Q: I have always been encouraged to vote by past employers. I recently accepted a new job in early September. I left work about 45 minutes early to vote in the September primaries in my hometown polling location. Since I moved over the summer, it was the first time I voted at this location so I was unsure of exactly how to get there. When I arrived at work the next day, I was “spoken” to about leaving early the day before. Shouldn’t citizens be allowed a little slack to vote? Is there any law that covers this? I have never had this problem in the past. My manager is not very aware of US laws.
A: Wow. I am sorry that this happened to you. All voters should be permitted to vote in both primaries and regular elections.
If you just accepted your new role and began work in September, you are probably still learning about the company culture, expectations and even your manager’s work style. You don’t provide this information but I am hoping that you notified your manager before you left early and didn’t simple “close up shop” and leave for the day.
In fact, you are correct in your assumption that employees should be permitted to take time off from work to vote. Under Massachusetts law, an employer must give an employee up to two hours off to vote in an election – either a primary or general election. The employer does not have to pay the employee for any time taken off for the purpose of voting.
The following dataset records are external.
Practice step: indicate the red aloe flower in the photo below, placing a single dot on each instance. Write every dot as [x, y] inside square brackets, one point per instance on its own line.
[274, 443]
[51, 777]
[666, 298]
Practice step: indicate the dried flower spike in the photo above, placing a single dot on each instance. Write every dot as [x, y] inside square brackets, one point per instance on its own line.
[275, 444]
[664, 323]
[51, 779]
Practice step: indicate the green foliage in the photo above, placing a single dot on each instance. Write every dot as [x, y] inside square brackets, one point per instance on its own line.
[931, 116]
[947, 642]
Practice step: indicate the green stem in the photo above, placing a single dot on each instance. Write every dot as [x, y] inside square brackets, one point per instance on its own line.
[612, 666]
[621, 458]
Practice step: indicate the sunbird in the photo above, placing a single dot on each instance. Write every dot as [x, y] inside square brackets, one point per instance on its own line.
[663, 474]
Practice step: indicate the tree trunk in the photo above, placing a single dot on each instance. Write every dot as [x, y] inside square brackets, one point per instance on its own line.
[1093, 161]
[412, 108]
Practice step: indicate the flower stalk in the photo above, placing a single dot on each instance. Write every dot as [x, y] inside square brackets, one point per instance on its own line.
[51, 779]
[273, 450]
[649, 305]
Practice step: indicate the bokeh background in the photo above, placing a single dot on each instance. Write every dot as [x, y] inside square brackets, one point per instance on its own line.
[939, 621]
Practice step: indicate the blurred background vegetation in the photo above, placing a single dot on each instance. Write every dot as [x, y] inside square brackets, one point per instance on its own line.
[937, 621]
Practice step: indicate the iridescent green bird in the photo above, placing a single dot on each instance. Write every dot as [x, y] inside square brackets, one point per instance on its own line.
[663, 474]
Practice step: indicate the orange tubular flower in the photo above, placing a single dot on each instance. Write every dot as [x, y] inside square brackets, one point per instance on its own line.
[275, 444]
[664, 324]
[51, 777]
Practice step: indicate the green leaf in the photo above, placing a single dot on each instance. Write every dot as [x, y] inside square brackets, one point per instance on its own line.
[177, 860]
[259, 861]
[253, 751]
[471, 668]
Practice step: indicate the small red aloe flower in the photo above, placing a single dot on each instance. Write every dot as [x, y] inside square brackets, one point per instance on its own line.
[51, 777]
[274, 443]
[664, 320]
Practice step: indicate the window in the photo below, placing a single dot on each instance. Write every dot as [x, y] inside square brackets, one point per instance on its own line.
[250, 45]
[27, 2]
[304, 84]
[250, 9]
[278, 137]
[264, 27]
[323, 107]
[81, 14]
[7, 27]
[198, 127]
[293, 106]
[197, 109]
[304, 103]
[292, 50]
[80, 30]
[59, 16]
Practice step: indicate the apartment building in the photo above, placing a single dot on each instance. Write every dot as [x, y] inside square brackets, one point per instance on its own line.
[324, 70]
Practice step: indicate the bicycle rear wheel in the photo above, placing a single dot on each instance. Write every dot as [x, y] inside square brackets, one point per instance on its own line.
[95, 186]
Although not explicitly required within the Massachusetts law, I think one way of demonstrating a high level of professionalism would be to make this request in advance of the primary date. Perhaps in an email or person-to-person exchange may have been the best way to request this time off from your manager. One approach: “Tom, I want to vote on Tuesday. Would you prefer that I vote in the morning and arrive a few minutes past 9am, or would you prefer that I leave a bit early to vote on my way home?”
Most managers would understand the need to allow some extra time for traveling to a new polling location or a perhaps a particularly long commute to a polling location. Supervisors and managers still have to oversee the operational functioning of their departments and/or areas of responsibility on election days. Your manager may have had to balance several requests of this nature. However, the law is clear — all voters should be allowed time off to vote.